- Born: October 19, 1969 London, England
- Died: October 6, 2011 (aged 41)
- Education: University of Cambridge (MA) University of Edinburgh (MSc)
- Known for: Visibility graph analysis, UCL Depthmap
- Scientific career
- Fields: Computer science, Space syntax, Architectural computing

= Alasdair Turner =

British computer scientist and academic (1969–2011)

Patrick Alasdair Fionn Turner (19 October 1969 – 6 October 2011) was a British computer scientist and academic. He was a prominent figure at the VR Centre for the Built Environment and the Space Group at University College London (UCL). Turner's research significantly influenced the development of space syntax theory, particularly through his work on dynamic agent models and spatial analysis.

== Education and early career ==
Turner was born on 19 October 1969 in London.

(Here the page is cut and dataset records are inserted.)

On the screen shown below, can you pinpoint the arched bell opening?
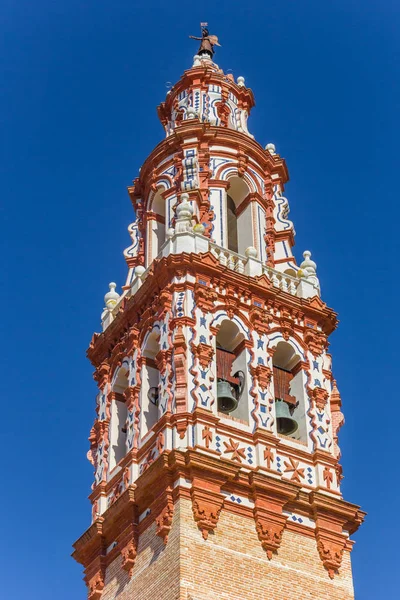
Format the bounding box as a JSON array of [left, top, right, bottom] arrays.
[[108, 367, 129, 472], [140, 331, 160, 438], [216, 319, 249, 423], [226, 176, 254, 255], [273, 342, 307, 441], [226, 194, 239, 253], [147, 189, 166, 265]]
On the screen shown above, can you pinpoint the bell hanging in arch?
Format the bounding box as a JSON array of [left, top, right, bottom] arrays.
[[217, 379, 238, 413], [275, 400, 299, 435]]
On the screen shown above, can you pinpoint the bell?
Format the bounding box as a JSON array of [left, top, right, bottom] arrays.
[[275, 400, 299, 435], [217, 379, 238, 412]]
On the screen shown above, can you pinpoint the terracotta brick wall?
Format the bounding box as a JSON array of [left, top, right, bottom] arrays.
[[102, 499, 354, 600]]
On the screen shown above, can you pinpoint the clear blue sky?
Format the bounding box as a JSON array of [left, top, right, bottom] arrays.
[[0, 0, 400, 600]]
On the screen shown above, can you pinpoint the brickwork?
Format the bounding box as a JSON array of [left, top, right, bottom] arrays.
[[102, 499, 354, 600], [101, 504, 180, 600]]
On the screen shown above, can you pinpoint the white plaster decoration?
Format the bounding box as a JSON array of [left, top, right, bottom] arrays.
[[274, 185, 294, 232], [188, 308, 216, 412], [249, 330, 275, 431], [193, 54, 201, 67], [101, 281, 121, 331], [265, 142, 276, 156], [244, 246, 257, 258], [104, 281, 120, 310], [297, 250, 321, 296], [181, 148, 199, 190]]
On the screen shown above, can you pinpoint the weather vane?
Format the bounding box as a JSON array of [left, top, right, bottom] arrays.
[[189, 23, 221, 58]]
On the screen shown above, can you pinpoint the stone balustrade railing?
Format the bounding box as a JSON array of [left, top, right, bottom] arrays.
[[102, 231, 319, 329]]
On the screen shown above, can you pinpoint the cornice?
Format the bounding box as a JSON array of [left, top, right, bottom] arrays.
[[87, 252, 337, 367]]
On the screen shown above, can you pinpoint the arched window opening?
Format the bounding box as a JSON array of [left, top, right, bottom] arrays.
[[226, 176, 254, 255], [273, 342, 307, 441], [140, 331, 160, 438], [109, 367, 129, 472], [216, 319, 249, 423], [226, 196, 239, 252], [148, 189, 165, 264], [284, 268, 297, 277]]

He earned a Master of Arts in Natural Sciences from the University of Cambridge and a Master of Science in Artificial Intelligence from the University of Edinburgh. In 2011, he was appointed a Reader in Urban and Architectural Computing at University College London.

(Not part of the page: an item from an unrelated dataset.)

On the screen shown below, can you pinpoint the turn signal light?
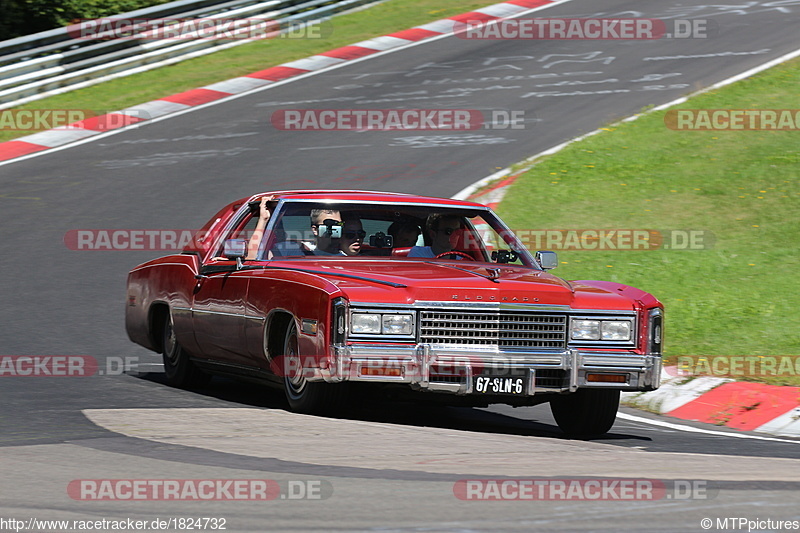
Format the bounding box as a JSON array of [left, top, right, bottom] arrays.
[[586, 374, 628, 383], [361, 366, 403, 378]]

== Research and contributions ==
Turner's research focused on the intersection of architecture, urban design, and the underlying computational systems of socio-physical environments. He developed models centered on the "structural coupling" between human agents and their background environment.

=== Agent-based modeling ===
Turner proposed that human movement patterns consist of two distinct types:
- Natural movement: A product of an agent's visual field and the spatial affordances of the built environment.
- Navigational movement: Learned patterns where agents retrieve spatial memory to reach specific destinations.

He implemented neural network methods to control agent behavior, aiming to create an "Ecomorphic" model where collective movement patterns and environmental formation share a reciprocal relationship. Working with Alan Penn, he introduced the concept of "exosomatic visual architecture," a paradigm where environmental configurations outside the body guide cognitive movement decisions.

=== Visibility graph analysis and Depthmap ===
Building upon the space syntax theory established by Bill Hillier and Julienne Hanson, Turner introduced visibility graph analysis (VGA) alongside Alan Penn, David O'Sullivan, and Maria Doxa. VGA represents space as intervisibility relationships within a grid, allowing for more granular analysis than traditional axial lines.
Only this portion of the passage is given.